Furthermore, existing unit tests and our current unit test architecture, TSQLUnit, is written specifically for SQL Server, in Transact-SQL (MS SQL Server's version of SQL). Our options to resolve this were:

  1. Port TSQLUnit to Firebird.
  2. Find a unit test framework in Firebird, and port all the existing unit tests to that.
  3. Find a unit test framework that would work with both SQL Server and Firebird.

The problem with the first two solutions is that they require redundant test code. Writing dozens of unit tests once for SQL Server, and then again for Firebird, seems to be a waste of time. Therefore, research was done to see if unit test code could be found for both.

Python has a unit test framework of its own, called PyUnit [1]. It is built into the language. Moreover, Python has a database API specification to connect to different databases [2]. Firebird has an API built to this specification called KInterbasDB [3].

SQL Server has at least one API built to this specification, but it did not support CallProc(). CallProc() is the method that calls a stored procedure. I believe I saw another that did support CallProc(), but did not support return values. To address this, I started playing with the .NET Data Provider. The result was an API that supports CallProc(). It is now on SourceForge as ipymssql. [4].

ipymssql uses IronPython [5]. The last time I tried to upload to SourceForge a download file (in 2007), I couldn't do it. Nor could local IT support help. Now that the proxy server has gone away in Dallas, I might have more success. Various TODOs are scattered throughout ipymssql. The most important one is probably that Cursor.execute doesn't yet support parameters.

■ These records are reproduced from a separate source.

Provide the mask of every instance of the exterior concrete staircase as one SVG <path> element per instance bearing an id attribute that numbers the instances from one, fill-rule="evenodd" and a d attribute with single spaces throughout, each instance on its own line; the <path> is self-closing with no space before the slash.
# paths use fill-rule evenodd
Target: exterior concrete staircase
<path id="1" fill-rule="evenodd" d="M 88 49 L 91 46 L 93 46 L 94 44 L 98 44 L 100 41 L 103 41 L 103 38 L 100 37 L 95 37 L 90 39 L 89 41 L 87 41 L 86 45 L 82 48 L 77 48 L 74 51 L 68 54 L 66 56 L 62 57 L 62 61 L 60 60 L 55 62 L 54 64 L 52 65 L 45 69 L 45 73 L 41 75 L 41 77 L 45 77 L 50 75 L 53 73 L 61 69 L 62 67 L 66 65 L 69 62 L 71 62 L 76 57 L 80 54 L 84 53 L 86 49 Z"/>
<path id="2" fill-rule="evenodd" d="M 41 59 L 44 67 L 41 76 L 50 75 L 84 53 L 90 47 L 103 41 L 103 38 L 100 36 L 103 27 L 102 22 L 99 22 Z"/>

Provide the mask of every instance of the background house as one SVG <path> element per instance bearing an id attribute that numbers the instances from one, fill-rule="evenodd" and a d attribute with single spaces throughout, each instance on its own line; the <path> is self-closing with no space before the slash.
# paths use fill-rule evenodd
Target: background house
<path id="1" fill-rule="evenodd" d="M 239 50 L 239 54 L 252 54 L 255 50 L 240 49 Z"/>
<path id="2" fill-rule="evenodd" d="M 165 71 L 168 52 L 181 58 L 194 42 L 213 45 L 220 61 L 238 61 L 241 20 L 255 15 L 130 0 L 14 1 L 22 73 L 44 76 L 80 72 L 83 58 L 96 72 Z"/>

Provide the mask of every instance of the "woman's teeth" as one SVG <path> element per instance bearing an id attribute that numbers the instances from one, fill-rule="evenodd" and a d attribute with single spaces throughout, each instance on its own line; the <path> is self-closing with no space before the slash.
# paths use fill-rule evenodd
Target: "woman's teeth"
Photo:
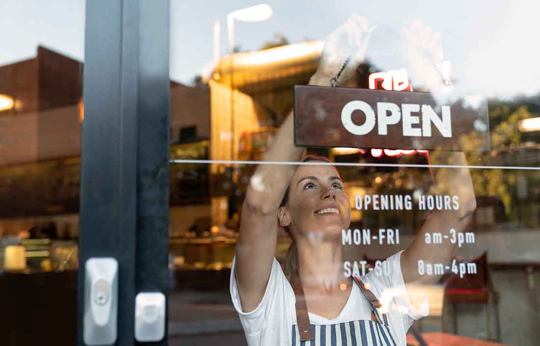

Modify Application Code to Connect to the Database

The connection string to a Firebird database is different than it is for SQL Server.

Research is taking place give FieldWorks the ability to swap out the "back end". This means that FieldWorks could use a relational database such as Firebird or SQL Server, an object database such as db4objects, or even use XML as a datastore. The discussion is archived in Jira as FWC-48 ([6]).

Modify SQL in Application Code

Hundreds of SQL commands exist in the application code. Most of these commands are simple SELECT queries, and may need nothing more than a semicolon added to the end of them. However, other blocks of code have more complicated SQL commands, sometimes bundling several commands together in one string. Still other application code assembles bits of SQL together.

Various approaches have been suggested. The one proposed by John Thomson and John Hatton involves moving the SQL out of the various areas of the application and putting them in a set of classes. A ServiceLocator would determine which back end is in use. For more information, see the Jira issue FWC-48 ([7]).